A burguesia, representada pelos seus órgãos corporativos – FIESP e FIRJAN – já não tem mais dúvidas que Dilma não tem condições políticas de conduzir a política de austeridade contra os trabalhadores na intensidade e na velocidade necessárias. Um pedido de impeachment em tramitação no Congresso se apresenta como a saída mais viável para resolver a crise. Que os elementos para o processo sejam frágeis, pois pedaladas fiscais todos os governos praticaram, que ele seja conduzido por Cunha, um personagem envolvido até a raiz dos cabelos com os processos da Lava-Jato, nada disso parece deter o trem em marcha. Se os fins justificariam os meios para o PT, ao adotar os métodos de governança da burguesia, o mesmo “silogismo dos jesuítas” vale para a oposição de direita: não importa que os motivos sejam fúteis, não importa que Cunha tenha as mãos sujas, o que importa é tirar Dilma e o PT do poder.
Surge então a discussão sobre se estaríamos na iminência ou não de um golpe de Estado. Se o critério para definir o golpe for a quebra da institucionalidade burguesa, nada indica que isso esteja acontecendo. Os militares estão acompanhando a situação, mas não têm motivos nem motivações para agir. Também não há nenhum líder bonapartista à disposição. O assunto está sendo conduzido pelo poder legislativo e pelo judiciário, seguindo regras e formalidades legais.
O que causa a impressão de golpe é que os motivos para o impeachment são pífios e podem criar um precedente perigoso para os futuros presidentes da República. Não é à toa, que a classe dominante prefere que Dilma renuncie ou mesmo se suicide, mas ela não é nem Collor, nem Jânio, nem Getúlio. Alguns pensaram numa reforma de sistema de governo que desse mais poder ao parlamento, mas esta seria uma solução improvisada, parecida com a de 1961, com chances reduzidas de vingar, ainda mais com um Parlamento totalmente desmoralizado pelas acusações da Lava-Jato. Assim, a OAB prepara outro pedido de impeachment, baseado em outras razões, e o TSE aguarda as provas da delação premiada que a Odebrecht certamente fornecerá, para invalidar a chapa Dilma-Temer.

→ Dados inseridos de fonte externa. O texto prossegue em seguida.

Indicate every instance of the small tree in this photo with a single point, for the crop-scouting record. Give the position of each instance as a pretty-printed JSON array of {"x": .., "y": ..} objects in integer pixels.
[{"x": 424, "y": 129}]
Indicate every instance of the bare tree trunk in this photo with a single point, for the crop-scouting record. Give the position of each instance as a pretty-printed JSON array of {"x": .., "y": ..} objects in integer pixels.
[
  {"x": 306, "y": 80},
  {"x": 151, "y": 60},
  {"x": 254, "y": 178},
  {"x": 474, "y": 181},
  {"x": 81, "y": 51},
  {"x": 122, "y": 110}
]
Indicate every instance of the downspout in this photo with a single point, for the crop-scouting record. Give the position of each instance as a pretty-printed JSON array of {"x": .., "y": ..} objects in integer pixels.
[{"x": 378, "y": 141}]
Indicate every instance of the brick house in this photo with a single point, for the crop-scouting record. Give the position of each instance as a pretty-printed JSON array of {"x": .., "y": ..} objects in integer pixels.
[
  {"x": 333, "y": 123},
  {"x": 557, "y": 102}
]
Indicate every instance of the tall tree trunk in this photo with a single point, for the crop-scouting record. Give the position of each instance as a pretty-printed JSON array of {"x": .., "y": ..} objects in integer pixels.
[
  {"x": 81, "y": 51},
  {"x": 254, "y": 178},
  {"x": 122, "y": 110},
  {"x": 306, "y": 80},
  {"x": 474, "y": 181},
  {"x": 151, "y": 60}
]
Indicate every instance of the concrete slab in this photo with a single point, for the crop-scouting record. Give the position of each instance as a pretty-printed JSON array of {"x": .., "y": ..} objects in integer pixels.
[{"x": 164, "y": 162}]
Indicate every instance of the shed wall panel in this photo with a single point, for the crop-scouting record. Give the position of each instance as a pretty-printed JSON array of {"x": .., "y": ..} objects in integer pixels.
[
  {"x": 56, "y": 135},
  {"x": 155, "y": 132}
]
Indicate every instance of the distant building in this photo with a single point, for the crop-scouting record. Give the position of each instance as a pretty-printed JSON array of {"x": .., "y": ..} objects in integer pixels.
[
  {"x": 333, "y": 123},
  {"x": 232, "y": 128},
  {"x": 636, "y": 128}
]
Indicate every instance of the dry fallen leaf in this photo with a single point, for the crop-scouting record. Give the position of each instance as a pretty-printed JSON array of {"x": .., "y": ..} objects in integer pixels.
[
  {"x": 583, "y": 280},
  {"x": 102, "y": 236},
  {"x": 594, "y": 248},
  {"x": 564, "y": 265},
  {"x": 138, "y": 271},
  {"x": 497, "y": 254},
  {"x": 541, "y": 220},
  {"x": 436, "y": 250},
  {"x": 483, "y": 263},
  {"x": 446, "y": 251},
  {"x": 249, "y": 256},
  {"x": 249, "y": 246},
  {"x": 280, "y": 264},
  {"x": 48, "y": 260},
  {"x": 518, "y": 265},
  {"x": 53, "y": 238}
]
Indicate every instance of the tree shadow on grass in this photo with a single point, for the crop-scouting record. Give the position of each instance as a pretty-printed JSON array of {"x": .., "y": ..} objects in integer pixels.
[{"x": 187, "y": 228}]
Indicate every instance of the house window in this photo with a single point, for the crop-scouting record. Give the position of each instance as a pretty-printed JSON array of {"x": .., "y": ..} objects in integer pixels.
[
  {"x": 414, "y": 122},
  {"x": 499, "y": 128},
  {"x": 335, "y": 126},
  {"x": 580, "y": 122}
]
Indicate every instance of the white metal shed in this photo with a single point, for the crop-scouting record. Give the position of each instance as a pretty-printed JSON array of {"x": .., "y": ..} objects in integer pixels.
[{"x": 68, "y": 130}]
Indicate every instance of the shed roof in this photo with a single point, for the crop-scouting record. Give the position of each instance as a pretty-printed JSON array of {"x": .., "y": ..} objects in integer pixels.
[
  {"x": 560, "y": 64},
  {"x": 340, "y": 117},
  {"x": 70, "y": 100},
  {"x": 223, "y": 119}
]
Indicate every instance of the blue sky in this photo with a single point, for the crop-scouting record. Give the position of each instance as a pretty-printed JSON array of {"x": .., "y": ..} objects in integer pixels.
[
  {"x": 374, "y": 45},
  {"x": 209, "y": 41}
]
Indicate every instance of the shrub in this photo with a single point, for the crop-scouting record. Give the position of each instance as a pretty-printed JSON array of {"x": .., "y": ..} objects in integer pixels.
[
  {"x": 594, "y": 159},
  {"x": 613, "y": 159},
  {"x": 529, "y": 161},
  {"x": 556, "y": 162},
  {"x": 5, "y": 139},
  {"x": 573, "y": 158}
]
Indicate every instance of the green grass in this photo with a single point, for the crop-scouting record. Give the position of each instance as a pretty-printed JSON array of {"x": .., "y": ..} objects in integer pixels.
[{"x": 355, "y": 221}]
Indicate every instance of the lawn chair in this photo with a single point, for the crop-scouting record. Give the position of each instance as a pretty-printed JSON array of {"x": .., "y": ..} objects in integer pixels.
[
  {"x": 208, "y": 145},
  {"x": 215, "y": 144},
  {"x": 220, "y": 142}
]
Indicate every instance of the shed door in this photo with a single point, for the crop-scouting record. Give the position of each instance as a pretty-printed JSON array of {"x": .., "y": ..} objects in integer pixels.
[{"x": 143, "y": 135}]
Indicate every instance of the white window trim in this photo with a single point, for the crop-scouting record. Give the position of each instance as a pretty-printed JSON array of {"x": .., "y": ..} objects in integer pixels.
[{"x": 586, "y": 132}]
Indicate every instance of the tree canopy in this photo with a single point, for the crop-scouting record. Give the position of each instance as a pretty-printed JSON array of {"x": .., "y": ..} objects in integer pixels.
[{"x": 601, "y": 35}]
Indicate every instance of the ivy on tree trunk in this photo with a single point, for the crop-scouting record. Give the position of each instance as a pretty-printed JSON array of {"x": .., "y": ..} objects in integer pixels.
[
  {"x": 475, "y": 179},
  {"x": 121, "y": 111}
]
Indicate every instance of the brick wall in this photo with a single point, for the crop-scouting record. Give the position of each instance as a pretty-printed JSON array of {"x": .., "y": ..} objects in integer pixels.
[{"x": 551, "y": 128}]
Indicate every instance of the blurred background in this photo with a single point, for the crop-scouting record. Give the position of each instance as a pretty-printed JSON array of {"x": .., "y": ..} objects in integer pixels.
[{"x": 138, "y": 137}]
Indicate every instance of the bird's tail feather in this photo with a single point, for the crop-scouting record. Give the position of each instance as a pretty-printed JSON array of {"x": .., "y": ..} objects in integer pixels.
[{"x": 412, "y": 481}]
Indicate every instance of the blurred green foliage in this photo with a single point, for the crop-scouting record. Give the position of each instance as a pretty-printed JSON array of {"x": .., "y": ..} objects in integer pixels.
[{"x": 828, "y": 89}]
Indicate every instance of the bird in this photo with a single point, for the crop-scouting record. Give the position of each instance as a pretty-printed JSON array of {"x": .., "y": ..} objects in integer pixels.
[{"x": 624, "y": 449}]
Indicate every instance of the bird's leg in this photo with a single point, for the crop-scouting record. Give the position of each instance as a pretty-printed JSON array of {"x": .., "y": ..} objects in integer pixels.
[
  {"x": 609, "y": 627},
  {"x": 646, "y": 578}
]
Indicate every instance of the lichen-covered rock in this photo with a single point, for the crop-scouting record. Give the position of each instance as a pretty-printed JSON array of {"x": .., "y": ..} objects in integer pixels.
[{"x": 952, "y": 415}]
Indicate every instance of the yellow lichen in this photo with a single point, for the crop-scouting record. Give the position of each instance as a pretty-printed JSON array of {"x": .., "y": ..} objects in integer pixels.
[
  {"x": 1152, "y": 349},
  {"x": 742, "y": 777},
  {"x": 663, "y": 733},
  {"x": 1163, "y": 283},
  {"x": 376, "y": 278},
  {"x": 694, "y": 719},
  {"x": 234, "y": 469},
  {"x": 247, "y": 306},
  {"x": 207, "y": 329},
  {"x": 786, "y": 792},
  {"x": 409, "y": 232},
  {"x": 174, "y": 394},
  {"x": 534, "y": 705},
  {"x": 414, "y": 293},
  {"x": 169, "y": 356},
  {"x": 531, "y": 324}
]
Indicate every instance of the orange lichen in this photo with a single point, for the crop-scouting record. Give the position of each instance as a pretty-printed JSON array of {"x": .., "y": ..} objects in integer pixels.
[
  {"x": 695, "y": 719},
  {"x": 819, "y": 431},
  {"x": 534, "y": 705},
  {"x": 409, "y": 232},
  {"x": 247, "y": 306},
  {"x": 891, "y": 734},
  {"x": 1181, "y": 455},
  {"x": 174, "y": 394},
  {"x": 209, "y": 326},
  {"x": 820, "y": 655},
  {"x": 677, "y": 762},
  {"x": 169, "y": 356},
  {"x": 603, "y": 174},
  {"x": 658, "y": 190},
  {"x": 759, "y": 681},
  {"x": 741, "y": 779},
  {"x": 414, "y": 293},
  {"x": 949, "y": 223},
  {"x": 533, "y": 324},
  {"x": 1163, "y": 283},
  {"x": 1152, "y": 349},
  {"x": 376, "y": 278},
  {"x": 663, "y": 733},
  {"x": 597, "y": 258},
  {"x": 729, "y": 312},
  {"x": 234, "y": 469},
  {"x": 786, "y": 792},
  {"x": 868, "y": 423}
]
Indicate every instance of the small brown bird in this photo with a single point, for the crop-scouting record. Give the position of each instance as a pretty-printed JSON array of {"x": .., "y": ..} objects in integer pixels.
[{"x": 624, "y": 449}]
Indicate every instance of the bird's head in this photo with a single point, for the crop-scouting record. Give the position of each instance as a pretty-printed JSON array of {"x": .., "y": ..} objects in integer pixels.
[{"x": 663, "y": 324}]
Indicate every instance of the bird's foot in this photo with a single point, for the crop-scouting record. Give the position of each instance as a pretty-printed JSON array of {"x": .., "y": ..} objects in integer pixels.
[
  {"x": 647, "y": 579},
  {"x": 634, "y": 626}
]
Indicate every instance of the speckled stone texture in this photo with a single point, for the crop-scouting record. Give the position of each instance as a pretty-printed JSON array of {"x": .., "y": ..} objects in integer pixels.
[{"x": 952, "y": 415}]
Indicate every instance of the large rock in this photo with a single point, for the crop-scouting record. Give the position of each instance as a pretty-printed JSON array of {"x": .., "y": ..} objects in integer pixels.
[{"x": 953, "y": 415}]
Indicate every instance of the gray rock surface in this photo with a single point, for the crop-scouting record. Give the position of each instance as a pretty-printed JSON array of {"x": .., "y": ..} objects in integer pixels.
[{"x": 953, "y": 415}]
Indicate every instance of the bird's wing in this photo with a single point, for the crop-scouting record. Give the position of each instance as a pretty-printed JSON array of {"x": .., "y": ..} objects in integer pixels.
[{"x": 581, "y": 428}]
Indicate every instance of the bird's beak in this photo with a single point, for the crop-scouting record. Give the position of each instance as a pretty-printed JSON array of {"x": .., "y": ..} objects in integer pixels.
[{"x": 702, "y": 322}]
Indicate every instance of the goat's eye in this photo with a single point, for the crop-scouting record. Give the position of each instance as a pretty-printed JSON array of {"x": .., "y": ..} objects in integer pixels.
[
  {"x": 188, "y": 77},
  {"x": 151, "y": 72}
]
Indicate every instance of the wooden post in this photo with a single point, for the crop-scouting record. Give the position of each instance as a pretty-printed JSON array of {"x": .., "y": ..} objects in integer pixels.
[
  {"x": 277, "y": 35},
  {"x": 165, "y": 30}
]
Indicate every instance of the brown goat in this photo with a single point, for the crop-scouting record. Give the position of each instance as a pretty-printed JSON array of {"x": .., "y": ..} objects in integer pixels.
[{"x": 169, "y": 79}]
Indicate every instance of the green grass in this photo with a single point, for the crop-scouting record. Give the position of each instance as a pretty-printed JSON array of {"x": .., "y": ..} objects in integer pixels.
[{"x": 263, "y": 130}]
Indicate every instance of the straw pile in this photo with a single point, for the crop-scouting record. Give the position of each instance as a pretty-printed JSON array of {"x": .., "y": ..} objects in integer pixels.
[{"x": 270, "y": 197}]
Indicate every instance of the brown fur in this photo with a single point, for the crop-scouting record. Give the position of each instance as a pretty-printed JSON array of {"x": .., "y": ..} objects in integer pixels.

Mas tudo indica que essas soluções alternativas não atendem ao PMDB, que necessita de um desfecho rápido para tentar se livrar do que lhe poderá ocorrer no futuro próximo. Prefere oferecer Dilma como boi de piranha, na esperança de assumir logo o poder, atender aos clamores da burguesia pela aplicação do programa de austeridade na velocidade exigida, oferecer à pequena-burguesia de direita a derrota do PT e, em seguida, estancar as investigações da Lava-Jato, em benefício próprio, mas também em prol da “governabilidade” e da “união nacional”.
Assim, a contraditória política levada a cabo pelo PT desde 2003 encontra-se hoje nos seus dias finais, pronta para ser alvejada pelo “pior Congresso que o dinheiro pode comprar”, com o PMDB à frente. Que isso não vai significar o fim das crises política e econômica é o que veremos nos próximos meses. A classe operária ainda não se pronunciou e, livre das amarras da política de conciliação de classes, não ficará inerte diante dos ataques que estão sendo preparados na surdina contra ela, pelos que se apresentam como os futuros sucessores de Dilma.